Part of the nine years included four years in uranium mines…“Yes, in Jáchymov [in the far west of Bohemia] where Marie Curie got the uranium for her experiments. We received a significant radiation load in our bodies. I tried to avoid it, staying away from the hotspots whenever I could. But some people perhaps didn’t have that knowledge and were exposed more. I met so many great people that it is very difficult to enumerate them.”
Tell me about the life you have built up in Canada. You’ve worked as an Arctic ecologist and obviously Canada is an ideal place for that as it has a huge Arctic terrain.
“That is very true and of course I wasn’t geared to end up working in the far north of Canada. But I wanted to finish me degrees and to do that I first had to enrol in two universities to finish my bachelors, because I had credits from my Czechoslovakian educational experience but no diploma. And then I chose the University of Alberta in Edmonton [for further studies] and the professor who read my application said: ‘I’m just looking for a person like you who has research experience and if you wish, you can go with me – you have to be here on June 3rd, because two days later we are flying to the far north.’ I didn’t know much about it and just said yes because it seemed like an adventure to be offered the chance to become an ‘explorer’ and researcher in the Arctic. It took me three years to finish my PhD, and before I was finished, I already got a job as Assistant Professor at the University of Toronto, where I remained for twenty-two years before retiring.”
What kind of things have you researched in your career?
“It was a big project.

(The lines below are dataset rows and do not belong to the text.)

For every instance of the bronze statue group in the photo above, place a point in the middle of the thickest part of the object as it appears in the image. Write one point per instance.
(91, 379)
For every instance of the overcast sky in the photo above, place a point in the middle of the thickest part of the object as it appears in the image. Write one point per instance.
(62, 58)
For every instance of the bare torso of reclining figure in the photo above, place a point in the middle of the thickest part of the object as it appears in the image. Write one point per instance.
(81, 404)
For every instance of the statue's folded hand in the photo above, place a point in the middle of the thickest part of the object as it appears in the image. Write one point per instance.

It was part of the so-called International Biological Programme, part of a global study of ecosystems like tropical forests or prairies or the northern boreal forests and also the tundra, the tree-less landscape behind the tree-line, and it’s a sub-continent, you know. The Canadian Arctic is as big as India.”

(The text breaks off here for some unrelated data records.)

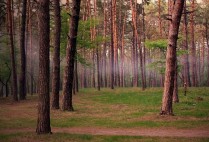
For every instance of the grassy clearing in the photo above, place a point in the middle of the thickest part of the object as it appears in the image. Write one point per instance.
(60, 137)
(119, 108)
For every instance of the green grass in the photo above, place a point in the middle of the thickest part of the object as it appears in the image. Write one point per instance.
(119, 108)
(60, 137)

When you were in the Arctic amidst the huge open spaces, did you ever reflect on the idea that you’d been imprisoned in a small confined space and now here you were, and that was the major journey of your life?“It was like a gift from God for everything I had suffered before! If, let’s say, in 1968, when the Russians came and the cage clamped down, someone told me: ‘Don’t despair, you’ll move to Canada and become a university professor,’ then I’d have probably said: ‘You should have your head checked because you need some psychiatric treatment [laughter]!’ But that is exactly what happened – it’s rare in life, but it happens.”